San Jose designates $120 million from fiscal year budget for homeless solutions

Lauren Martinez Image
Wednesday, June 12, 2024
SJ designates $120M from budget for homeless solutions
The city of San Jose is designating $120 million from the fiscal year budget for immediate homeless solutions.

SAN JOSE, Calif. (KGO) -- Despite a tough fiscal year, the San Jose City Council unanimously passed a multi-billion dollar budget.

Mayor Matt Mahan is calling it one of the most important votes of the year.

"The most significant and strategic investment in addressing unsheltered homelessness in the history of our city," Mahan said.

Roughly six months ago, the city was told to clear homeless encampments near its waterways or face hefty fines from the Regional Water Quality Control Board.

MORE: Proposed ordinance would make living alongside waterways illegal in Santa Clara Co.

As part of Tuesday night's vote, the council also approved flexibility with Measure E funds.

Funds from the property transfer tax that were slated to be for affordable housing.

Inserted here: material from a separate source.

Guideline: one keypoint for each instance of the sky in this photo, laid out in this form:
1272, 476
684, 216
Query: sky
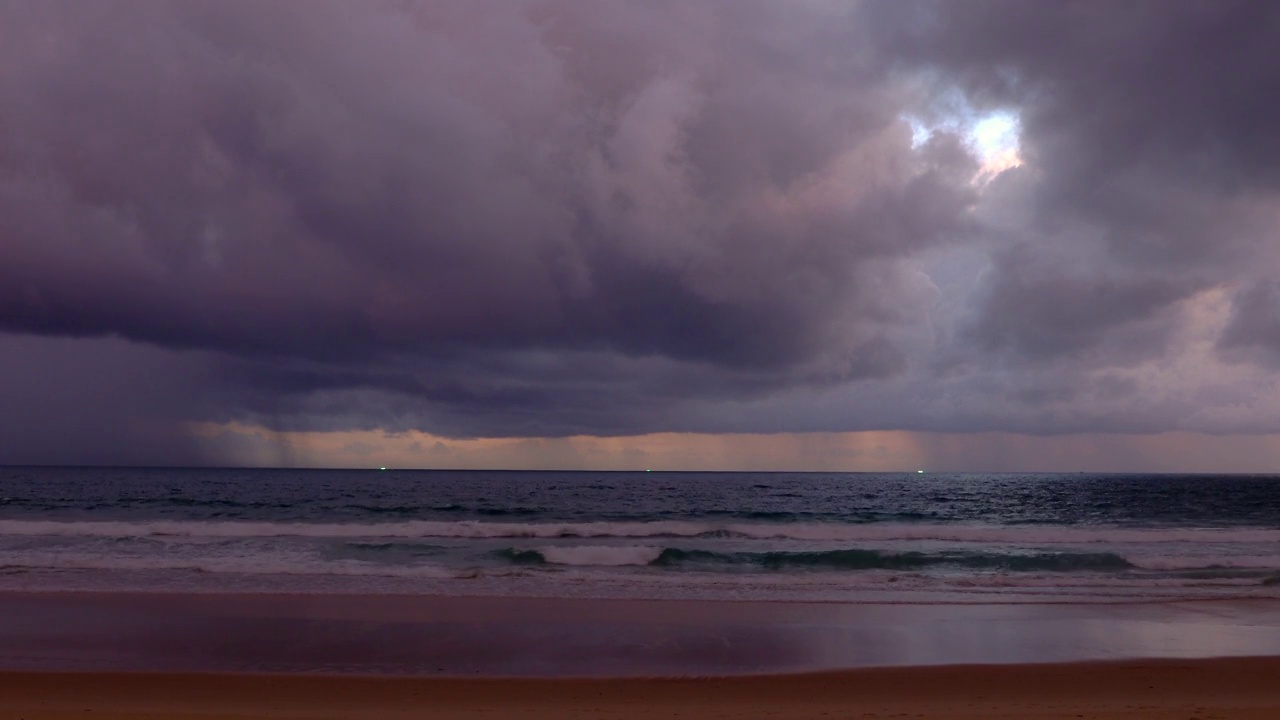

Some will now go to more immediate solutions.

"We have a pathway now to be in compliance our storm water permit and the clean water act, but to do that we have to follow through on the investments we've outlined in this budget," Mahan said.

Over the next year, it's estimated 1,200 people will be moved off the streets and into alternative sleeping sites; 600 into temporary shelter, 500 to new safe sleeping sites and 100 to new safe parking spots.

"Managed locations with sanitation, security, some basic case management," Mahan said.

MORE: San Jose passes stricter RV, homeless encampment policies around schools

Out of the $5.3 billion budget, $120 million is earmarked for homeless solutions.

Homeless advocates tell us they're not a fan of congregate shelters, but would like to see more transitional housing options.

Todd Langton is the executive director of the nonprofit Agape Silicon Valley.

This is video of their most recent distribution event with the United Effort Organization and several other organizations.

"A lot of my colleagues and peers that do advocacy work don't agree with me on this. They want the money earmarked solely for permanent housing. And my philosophy is - if we don't get people off the streets and out of the fields immediately they're not going to be alive long enough to get the permanent housing if and when it does come," Langton said.

MORE: SJ's new public dashboard details progress, problems addressing homelessness

Langton hopes the city and the nonprofit community can organize better to address the homeless need.

"I encourage people to look at the model in Houston, they have huge reduction in homelessness because they have one silo and everybody reports to one organization that manages the whole thing. We're wasting so much money in Santa Clara County," Langton said.

Langton estimates they have been able to place 20 people into housing this year.

They're working with a family of four who are currently living in their car in Roosevelt Park.

"I am a firm believer you don't really understand the unhoused situation until you go out there and meet with the people on a regular basis," Langton said.